Period blood that’s bright red and watery can be fresh blood coming straight from your uterus. This may indicate an injury or a miscarriage.
Seek medical attention if you notice bright red, watery blood coming from your uterus, especially, if there’s a chance you might be pregnant.
If you’re consistently passing large blood clots during your period, you should speak to your primary doctor or your gynecologist.
Larger, more frequent blood clots can be an indicator of an underlying medical condition. Heavy periods that last several days and consist of multiple blood clots can sometimes be a symptom of:
- uterine fibroids, muscular growths that line the wall of you uterus
- adenomyosis, a condition that involves a buildup of tissue in your uterus
- polycystic ovarian syndrome (PCOS), a hormonal condition that causes cysts and swelling in your ovaries
- endometriosis, a condition that causes endometrial tissue to grow outside of your uterus
- polyps, which are small, benign growths in your uterus lining
- endometrial cancer, which causes malignant tumors in your reproductive organs
- bleeding disorders
- thyroid conditions
- complications from an intrauterine device (IUD)
- vitamin K deficiency
Everyone who has a monthly menstrual cycle experiences their period differently. Your period might even be different for you every time you have one, varying in how long it lasts, the symptoms that come with it, and how much you bleed.
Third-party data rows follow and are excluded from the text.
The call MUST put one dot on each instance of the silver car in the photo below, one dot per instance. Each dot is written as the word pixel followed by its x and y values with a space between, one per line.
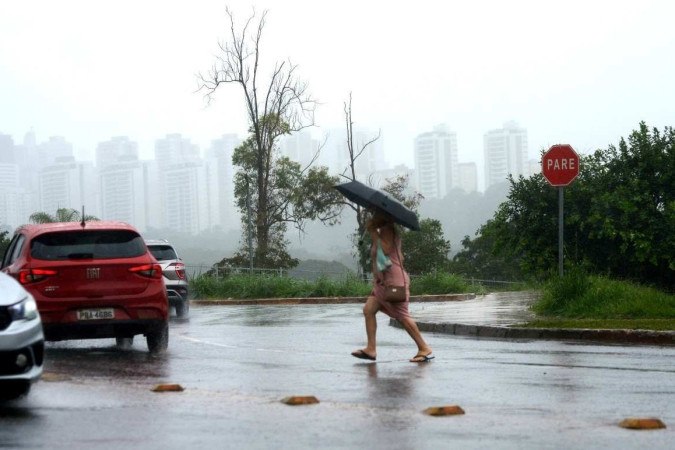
pixel 21 340
pixel 173 271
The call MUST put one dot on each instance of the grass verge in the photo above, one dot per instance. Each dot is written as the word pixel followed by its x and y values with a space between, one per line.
pixel 578 300
pixel 605 324
pixel 272 286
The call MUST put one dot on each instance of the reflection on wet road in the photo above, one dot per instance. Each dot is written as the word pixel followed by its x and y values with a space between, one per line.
pixel 236 363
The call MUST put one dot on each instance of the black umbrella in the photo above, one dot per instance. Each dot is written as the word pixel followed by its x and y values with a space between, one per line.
pixel 367 197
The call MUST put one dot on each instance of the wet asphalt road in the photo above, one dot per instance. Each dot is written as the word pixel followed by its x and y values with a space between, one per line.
pixel 237 363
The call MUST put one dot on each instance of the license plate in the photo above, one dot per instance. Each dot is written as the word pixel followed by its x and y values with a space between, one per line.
pixel 96 314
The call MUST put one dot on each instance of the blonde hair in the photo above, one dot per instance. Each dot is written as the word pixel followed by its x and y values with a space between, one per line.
pixel 379 219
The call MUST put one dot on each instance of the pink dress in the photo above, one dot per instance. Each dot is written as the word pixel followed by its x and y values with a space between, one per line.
pixel 394 276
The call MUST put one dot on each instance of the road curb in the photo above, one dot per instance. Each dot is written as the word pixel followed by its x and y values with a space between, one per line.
pixel 488 331
pixel 328 300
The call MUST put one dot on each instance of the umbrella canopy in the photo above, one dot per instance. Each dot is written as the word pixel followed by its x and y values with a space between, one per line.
pixel 368 197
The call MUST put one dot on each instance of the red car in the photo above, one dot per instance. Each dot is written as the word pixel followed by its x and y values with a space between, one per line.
pixel 91 280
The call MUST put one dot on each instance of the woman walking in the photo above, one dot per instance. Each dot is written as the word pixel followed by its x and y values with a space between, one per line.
pixel 381 228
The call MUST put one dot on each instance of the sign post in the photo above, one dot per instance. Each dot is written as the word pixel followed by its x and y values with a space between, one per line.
pixel 560 166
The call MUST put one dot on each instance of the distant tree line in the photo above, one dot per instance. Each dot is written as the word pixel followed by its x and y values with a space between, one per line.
pixel 619 218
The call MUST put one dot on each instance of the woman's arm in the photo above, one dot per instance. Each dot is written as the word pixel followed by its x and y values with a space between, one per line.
pixel 387 238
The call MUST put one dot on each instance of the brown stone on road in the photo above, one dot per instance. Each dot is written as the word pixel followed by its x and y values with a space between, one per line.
pixel 636 423
pixel 300 400
pixel 451 410
pixel 168 388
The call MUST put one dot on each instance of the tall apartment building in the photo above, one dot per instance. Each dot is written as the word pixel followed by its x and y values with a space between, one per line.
pixel 182 185
pixel 505 152
pixel 436 162
pixel 127 185
pixel 68 184
pixel 221 210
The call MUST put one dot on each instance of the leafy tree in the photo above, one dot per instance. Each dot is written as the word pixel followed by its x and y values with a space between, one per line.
pixel 477 259
pixel 279 190
pixel 426 250
pixel 293 196
pixel 4 242
pixel 62 215
pixel 619 214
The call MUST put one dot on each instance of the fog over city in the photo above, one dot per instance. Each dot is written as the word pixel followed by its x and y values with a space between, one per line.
pixel 578 72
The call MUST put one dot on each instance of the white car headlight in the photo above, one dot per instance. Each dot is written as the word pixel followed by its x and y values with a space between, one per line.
pixel 26 309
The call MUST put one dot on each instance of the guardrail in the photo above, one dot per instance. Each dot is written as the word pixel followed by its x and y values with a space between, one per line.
pixel 219 271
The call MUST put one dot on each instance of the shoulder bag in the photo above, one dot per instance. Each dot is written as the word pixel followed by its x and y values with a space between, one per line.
pixel 392 293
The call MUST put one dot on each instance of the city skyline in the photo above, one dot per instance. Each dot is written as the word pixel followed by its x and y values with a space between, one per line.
pixel 191 190
pixel 69 70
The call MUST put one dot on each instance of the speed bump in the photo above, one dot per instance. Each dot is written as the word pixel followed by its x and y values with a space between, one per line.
pixel 300 400
pixel 451 410
pixel 168 388
pixel 637 423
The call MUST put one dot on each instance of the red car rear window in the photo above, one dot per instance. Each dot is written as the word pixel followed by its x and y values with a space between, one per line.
pixel 87 244
pixel 162 252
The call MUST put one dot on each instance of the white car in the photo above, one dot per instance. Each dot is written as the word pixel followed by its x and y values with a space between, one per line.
pixel 21 340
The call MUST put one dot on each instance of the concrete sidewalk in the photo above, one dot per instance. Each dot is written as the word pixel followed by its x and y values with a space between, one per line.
pixel 502 315
pixel 497 315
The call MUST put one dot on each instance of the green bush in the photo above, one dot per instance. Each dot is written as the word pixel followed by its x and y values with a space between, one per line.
pixel 439 283
pixel 577 295
pixel 271 286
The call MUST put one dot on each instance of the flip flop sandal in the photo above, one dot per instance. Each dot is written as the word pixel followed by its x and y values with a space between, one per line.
pixel 362 355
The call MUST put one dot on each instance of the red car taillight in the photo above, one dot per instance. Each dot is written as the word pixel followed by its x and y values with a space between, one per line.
pixel 180 270
pixel 148 270
pixel 27 276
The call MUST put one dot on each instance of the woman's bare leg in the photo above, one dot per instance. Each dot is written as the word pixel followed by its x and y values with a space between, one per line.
pixel 370 309
pixel 411 327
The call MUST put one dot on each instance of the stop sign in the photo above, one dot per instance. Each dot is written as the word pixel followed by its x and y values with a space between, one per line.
pixel 560 165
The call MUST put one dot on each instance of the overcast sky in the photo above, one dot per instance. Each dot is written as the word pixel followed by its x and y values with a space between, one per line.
pixel 578 72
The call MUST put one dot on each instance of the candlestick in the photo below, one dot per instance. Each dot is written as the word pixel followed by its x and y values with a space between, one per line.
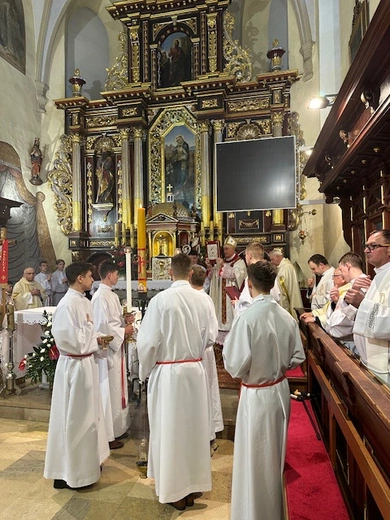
pixel 128 279
pixel 116 234
pixel 123 233
pixel 141 238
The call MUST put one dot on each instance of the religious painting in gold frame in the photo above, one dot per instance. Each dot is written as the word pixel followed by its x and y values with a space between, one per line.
pixel 175 158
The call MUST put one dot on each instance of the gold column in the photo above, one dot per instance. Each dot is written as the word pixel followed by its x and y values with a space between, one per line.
pixel 126 195
pixel 277 123
pixel 138 169
pixel 76 181
pixel 218 127
pixel 205 166
pixel 212 40
pixel 135 54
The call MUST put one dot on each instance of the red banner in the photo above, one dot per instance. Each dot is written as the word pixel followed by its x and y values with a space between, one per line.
pixel 4 262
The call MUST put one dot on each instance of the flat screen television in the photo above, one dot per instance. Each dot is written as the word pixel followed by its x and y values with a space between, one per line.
pixel 258 174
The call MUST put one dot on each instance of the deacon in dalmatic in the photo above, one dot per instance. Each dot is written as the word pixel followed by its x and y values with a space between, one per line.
pixel 173 336
pixel 263 344
pixel 77 442
pixel 228 271
pixel 108 319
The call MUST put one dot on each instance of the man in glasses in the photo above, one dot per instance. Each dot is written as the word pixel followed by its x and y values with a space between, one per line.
pixel 319 294
pixel 341 321
pixel 27 293
pixel 321 316
pixel 372 301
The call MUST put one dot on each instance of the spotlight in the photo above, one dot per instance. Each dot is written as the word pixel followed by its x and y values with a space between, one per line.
pixel 325 101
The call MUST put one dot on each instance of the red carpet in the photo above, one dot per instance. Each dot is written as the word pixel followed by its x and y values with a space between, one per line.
pixel 312 489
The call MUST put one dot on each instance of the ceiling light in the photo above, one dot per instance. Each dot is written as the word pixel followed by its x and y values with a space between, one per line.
pixel 322 101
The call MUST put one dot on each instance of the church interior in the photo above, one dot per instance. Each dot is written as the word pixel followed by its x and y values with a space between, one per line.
pixel 114 114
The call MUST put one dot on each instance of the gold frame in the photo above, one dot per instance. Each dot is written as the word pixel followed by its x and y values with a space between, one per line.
pixel 165 122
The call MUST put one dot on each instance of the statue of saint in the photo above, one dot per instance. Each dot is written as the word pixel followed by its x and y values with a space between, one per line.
pixel 105 177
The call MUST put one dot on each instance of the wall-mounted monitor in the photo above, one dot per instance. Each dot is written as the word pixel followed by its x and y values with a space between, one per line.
pixel 258 174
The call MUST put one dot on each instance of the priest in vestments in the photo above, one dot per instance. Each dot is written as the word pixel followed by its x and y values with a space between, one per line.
pixel 372 300
pixel 171 341
pixel 108 319
pixel 263 344
pixel 77 443
pixel 216 419
pixel 227 272
pixel 28 293
pixel 286 290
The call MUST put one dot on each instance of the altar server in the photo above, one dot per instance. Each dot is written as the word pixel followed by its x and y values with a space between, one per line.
pixel 173 336
pixel 108 318
pixel 77 442
pixel 216 419
pixel 263 344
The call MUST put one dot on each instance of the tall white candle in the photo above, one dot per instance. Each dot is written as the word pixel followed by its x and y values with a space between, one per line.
pixel 128 279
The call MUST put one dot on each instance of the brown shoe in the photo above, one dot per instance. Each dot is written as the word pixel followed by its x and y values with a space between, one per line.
pixel 180 505
pixel 115 445
pixel 190 500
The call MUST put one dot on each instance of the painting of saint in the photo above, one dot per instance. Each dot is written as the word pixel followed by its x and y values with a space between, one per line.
pixel 12 33
pixel 174 60
pixel 180 164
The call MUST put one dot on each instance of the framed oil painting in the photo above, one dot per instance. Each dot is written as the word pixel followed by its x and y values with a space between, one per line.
pixel 12 33
pixel 174 60
pixel 179 162
pixel 175 158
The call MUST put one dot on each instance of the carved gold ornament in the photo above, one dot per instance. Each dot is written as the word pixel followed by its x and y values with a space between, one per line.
pixel 60 181
pixel 117 74
pixel 238 60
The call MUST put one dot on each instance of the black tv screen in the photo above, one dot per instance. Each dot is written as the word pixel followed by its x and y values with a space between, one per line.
pixel 258 174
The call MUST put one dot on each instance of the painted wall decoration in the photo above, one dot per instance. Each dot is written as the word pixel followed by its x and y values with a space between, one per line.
pixel 12 33
pixel 174 60
pixel 179 152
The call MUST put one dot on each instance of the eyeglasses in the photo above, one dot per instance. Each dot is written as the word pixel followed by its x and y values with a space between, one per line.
pixel 372 247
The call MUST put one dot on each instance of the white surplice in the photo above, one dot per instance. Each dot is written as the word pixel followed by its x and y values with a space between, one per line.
pixel 321 292
pixel 58 286
pixel 77 442
pixel 233 273
pixel 263 344
pixel 286 290
pixel 108 319
pixel 42 278
pixel 372 324
pixel 176 327
pixel 216 417
pixel 245 299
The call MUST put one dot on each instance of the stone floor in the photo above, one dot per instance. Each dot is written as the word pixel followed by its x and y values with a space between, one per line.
pixel 120 493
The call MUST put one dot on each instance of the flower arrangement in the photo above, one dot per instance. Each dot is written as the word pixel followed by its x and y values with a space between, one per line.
pixel 45 356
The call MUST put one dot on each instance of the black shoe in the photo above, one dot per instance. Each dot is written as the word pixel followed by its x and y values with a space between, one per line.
pixel 123 436
pixel 180 505
pixel 60 484
pixel 115 445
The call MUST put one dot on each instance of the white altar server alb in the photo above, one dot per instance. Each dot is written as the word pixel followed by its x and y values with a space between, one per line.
pixel 77 442
pixel 173 336
pixel 108 319
pixel 263 343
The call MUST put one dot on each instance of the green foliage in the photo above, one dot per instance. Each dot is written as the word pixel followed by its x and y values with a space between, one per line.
pixel 44 357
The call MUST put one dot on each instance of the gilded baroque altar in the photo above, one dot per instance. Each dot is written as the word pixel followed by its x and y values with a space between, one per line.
pixel 179 85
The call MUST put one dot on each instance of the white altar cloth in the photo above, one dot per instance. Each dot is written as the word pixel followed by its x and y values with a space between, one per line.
pixel 27 335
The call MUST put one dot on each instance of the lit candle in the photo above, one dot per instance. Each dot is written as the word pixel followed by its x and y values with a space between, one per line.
pixel 116 234
pixel 141 237
pixel 128 279
pixel 123 233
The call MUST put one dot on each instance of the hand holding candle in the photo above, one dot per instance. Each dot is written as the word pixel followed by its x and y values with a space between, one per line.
pixel 141 236
pixel 128 278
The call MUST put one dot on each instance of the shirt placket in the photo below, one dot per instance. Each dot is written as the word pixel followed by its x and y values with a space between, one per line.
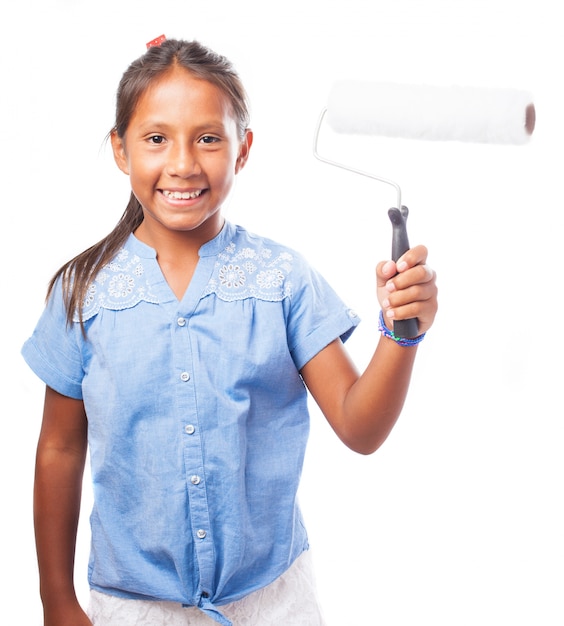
pixel 195 477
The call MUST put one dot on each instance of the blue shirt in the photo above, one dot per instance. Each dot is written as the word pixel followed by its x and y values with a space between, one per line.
pixel 197 414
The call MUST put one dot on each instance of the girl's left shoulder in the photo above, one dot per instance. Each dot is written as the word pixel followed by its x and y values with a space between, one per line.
pixel 254 266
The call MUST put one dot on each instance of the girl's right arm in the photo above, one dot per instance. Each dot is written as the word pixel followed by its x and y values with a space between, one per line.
pixel 61 454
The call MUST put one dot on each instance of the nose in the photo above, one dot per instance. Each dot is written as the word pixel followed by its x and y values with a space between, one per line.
pixel 183 161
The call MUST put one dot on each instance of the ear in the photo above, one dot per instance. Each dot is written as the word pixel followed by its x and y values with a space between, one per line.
pixel 120 156
pixel 244 149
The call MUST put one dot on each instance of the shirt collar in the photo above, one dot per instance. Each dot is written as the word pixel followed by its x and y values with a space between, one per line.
pixel 210 248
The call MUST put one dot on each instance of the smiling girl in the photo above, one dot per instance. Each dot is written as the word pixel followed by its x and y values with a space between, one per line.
pixel 180 351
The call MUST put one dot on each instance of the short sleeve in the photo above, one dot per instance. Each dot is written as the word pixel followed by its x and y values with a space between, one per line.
pixel 317 315
pixel 53 352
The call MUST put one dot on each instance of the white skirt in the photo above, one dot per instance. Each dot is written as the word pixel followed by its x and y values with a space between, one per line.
pixel 290 599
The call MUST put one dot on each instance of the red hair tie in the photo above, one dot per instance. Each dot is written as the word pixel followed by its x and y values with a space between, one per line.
pixel 156 42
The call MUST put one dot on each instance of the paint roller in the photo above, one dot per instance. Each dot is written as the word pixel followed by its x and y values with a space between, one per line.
pixel 433 113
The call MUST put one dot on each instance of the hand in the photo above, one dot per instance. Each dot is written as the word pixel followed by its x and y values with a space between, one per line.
pixel 408 288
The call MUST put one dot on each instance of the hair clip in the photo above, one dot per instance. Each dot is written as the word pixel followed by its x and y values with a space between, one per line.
pixel 156 42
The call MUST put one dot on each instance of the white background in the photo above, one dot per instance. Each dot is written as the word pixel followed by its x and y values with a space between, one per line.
pixel 458 518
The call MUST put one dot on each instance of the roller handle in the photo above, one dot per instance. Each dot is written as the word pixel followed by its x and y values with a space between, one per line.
pixel 400 244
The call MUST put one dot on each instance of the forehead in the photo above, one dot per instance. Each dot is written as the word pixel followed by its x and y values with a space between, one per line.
pixel 180 93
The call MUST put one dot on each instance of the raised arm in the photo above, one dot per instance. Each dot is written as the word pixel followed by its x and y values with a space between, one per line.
pixel 61 454
pixel 362 409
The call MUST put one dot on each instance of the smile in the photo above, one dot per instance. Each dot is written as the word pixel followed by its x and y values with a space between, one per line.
pixel 182 195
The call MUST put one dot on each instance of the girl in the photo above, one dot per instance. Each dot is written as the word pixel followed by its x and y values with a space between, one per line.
pixel 180 349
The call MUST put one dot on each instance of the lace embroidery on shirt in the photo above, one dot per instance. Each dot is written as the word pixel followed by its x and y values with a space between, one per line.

Prolonged, noticeable changes in your menstruation cycle should be discussed with your doctor. Symptoms to look out for include:
- bruising easily, fatigue, or shortness of breath, all of which can indicate anemia
- increased cramping during your period
- pain or bleeding during or after sex
- clots that appear to grow larger in size as your period progresses
- soaking through pads every hour or soaking through your outer clothing
- watery discharge that’s bright red or gray
- heavy period bleeding that increases or continues after 7 days (menometrorrhagia)
Stringy period blood usually just means you’re at the part of your menstrual cycle where blood flow is the heaviest. Blood that’s sticky or clotting together is normal during this time of the month.
If you notice significant changes to your monthly cycle, including lots of large blood clots that you never noticed before, you should speak to a doctor about possible underlying conditions.